Some key insights included:
- Facts around how “peer-to-peer” lending is increasingly gaining market share and the need banks have to innovate or partner to provide more customer convenience as start-ups change the game, were relayed by UC Berkeley Professor Richard Swart, an expert in alternative finance. The alternative finance models, backed largely by institutional funds rather than true “peer-to-peer” sources, have attracted capital that previously did not flow to financial vehicles that served the general public, but now more traditional sources including banks are joining this movement as financial leaders seek out methods to better serve the public and increase returns.
- An understanding that change in financial services will be sweeping, but there is time to figure out new models if banks act now discussed by Nomis founder, Dr. Robert Phillips, now a professor at Columbia University. Dr. Phillips revealed how disruption happens and defined how the ability to price new products and new classes of risk as well as developing faster business processes are key skills banks will need to compete effectively.
- A call to action for banks by Fred Brothers, Executive Vice President & Chief Innovation Officer at FIS, who implored banks to begin to rethink everything, comparing the impact of the Internet on retail to what will soon happen to banks. In short, he outlined how everything will change, and how understanding data, including price, will allow winning banks to offer the products and advice people want.
- An overview of how fair pricing is not only important to regulators, but also to banks as a tool for understanding and customizing offers to segments and individuals.

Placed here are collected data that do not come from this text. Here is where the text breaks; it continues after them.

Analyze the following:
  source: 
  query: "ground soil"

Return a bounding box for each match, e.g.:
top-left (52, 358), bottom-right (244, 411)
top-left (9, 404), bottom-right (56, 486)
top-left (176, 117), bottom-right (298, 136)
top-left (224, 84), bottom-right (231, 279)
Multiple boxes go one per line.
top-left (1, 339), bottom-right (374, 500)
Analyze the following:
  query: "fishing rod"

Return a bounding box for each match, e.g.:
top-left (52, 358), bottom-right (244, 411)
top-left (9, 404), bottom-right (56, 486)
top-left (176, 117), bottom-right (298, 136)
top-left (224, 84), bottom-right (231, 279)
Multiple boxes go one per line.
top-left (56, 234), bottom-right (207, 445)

Mark Kenney, Chair at law firm Severson & Werson, explored a three-tier framework of fairness that includes contract law, regulation, and reputation. He also explained how systematic software-based price optimization can help banks prove fair, objective modeling based on risk and price sensitivity.
- Finally, Jason Bilodeau, a financial analyst with Macquarie Capital, shared how he evaluates banks and described how banks can partner to more rapidly understand and adopt new models while leveraging their customer insight and their distribution networks to turn these relationships into significant business opportunities.
Frank Rohde summed up the conference by underscoring the importance of optimized pricing of assets and liabilities for banks. As new entrants capture market share for both loans and deposits, and banks navigate a changing interest rate environment, three key levers will enable both traditional banks as well as alternative finance providers to optimize returns:
- Increasing granularity and rapid micro-segmentation of the market to ensure that each customer receives the optimal price/value proposition.
- Continuous in-market testing of new price/value propositions to ensure that banks understand the changing competitive environment and changing consumer demand and behavior. This is especially critical as the last few years of consumer behavior is not going to be predictive in an environment of increasing interest rates.
- High-velocity pricing: the ability of banks to change interest rates and fees in response to changing market conditions, interest rates, and consumer preferences, all within the constraints of consumer fairness.
Implementing pricing technology to enable these three levers is critical as banks compete in the new market realities.
Over the course of 2015, Nomis will continue connecting new market entrants and traditional banks in the conversation of how to properly price an increasing array of new products. Its mission is to make the ability to price fairly and competitively for the unique needs of micro-segments a universal skill in the banking and alternative finance industries.